Debugging errors in Kubernetes on Azure: Network partition

How To

This is a micro-blog that is part of a series of posts regarding common errors that can occur when running Kubernetes on Azure.

Being the leader in running production stateful services using containers, Portworx have worked with customers running all kinds of apps in production. One of the most frequent errors we see from our customers are Failed Attach Volume and Failed Mount which can occur when using Azure Disk volumes with Kubernetes.

This post zooms in on errors that can happen when either a network partition or underlying hardware failure for a network interface card happens. In this case, the Kubernetes master can no longer assert the health of the node and the pod will be re-scheduled to another node which can result in Failed Attach Volume and Failed Mount warnings.

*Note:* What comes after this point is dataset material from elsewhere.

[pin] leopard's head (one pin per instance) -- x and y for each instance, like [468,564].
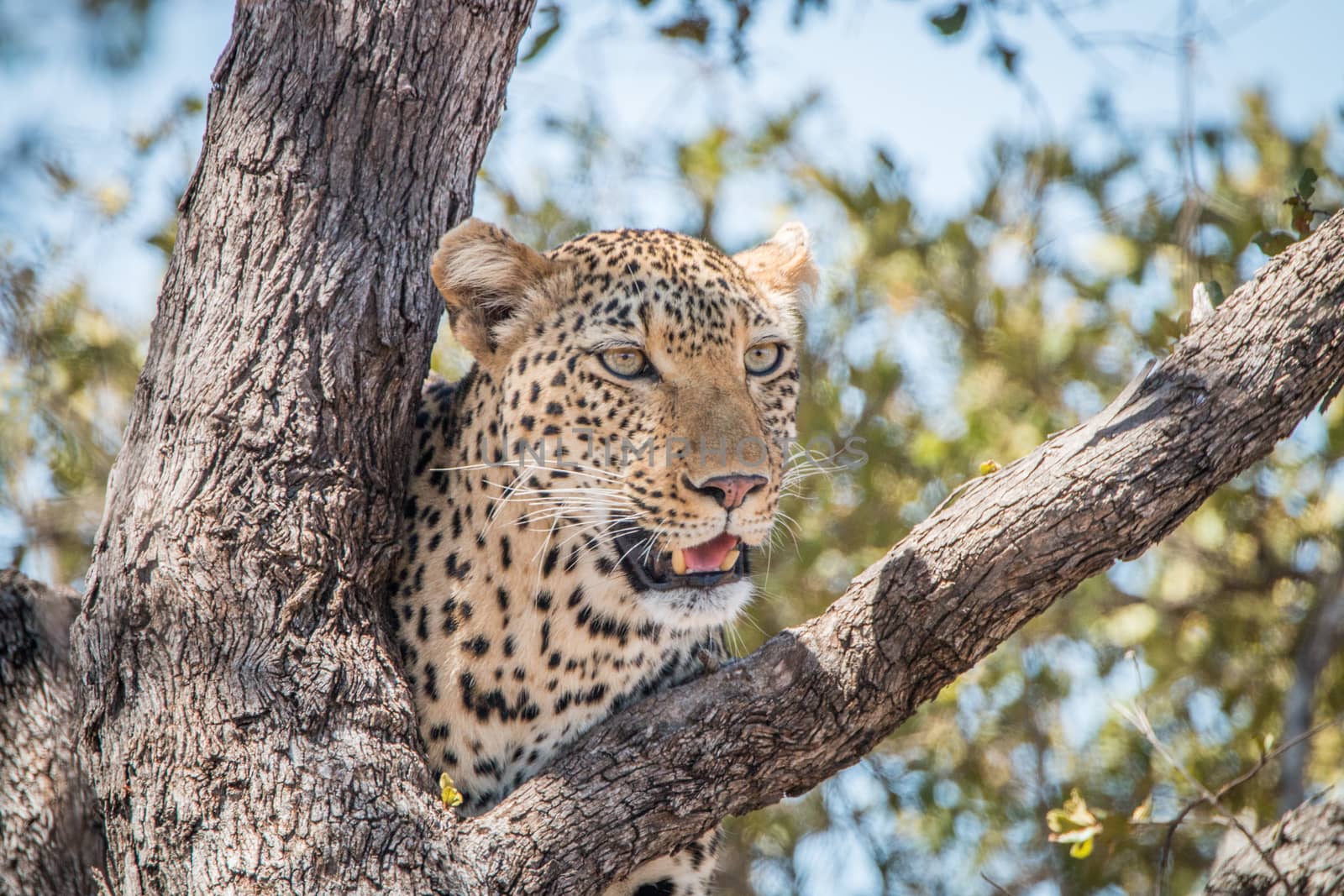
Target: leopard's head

Network partition on Kubernetes

Networks are notoriously unreliable and there are various failure modes that can affect the health of a cluster. The Split Brain situation is a major source of problems for distributed systems and happens when one part of the network becomes out of communication with another.

At a lower level – a network card failing at the hardware layer or an IP mis-configuration can lead to a one part of the network unable to communicate with another.

The problem with network issues like this when using Azure disks on Kubernetes is that the disk is still attached to an otherwise healthy node but the Kubernetes master is unable to see the node and cannot know it is healthy. This will trigger a re-schedule event that will lead to another pod being scheduled to a healthy node. Now are are in the following situation:

An Azure disk volume that is already attached to a node is attempting to be attached to a second node and a single disk cannot be attached to two nodes at the same time

In our tests – we simulate a network failure by adding some evil firewall rules ($ iptables -A DROP) which leads to no traffic able to be sent or received to that node. When this happens, the kubelet is unable to communicate its status back to the Kubernetes master and is thus dropped from the cluster and all its pods are rescheduled to other hosts.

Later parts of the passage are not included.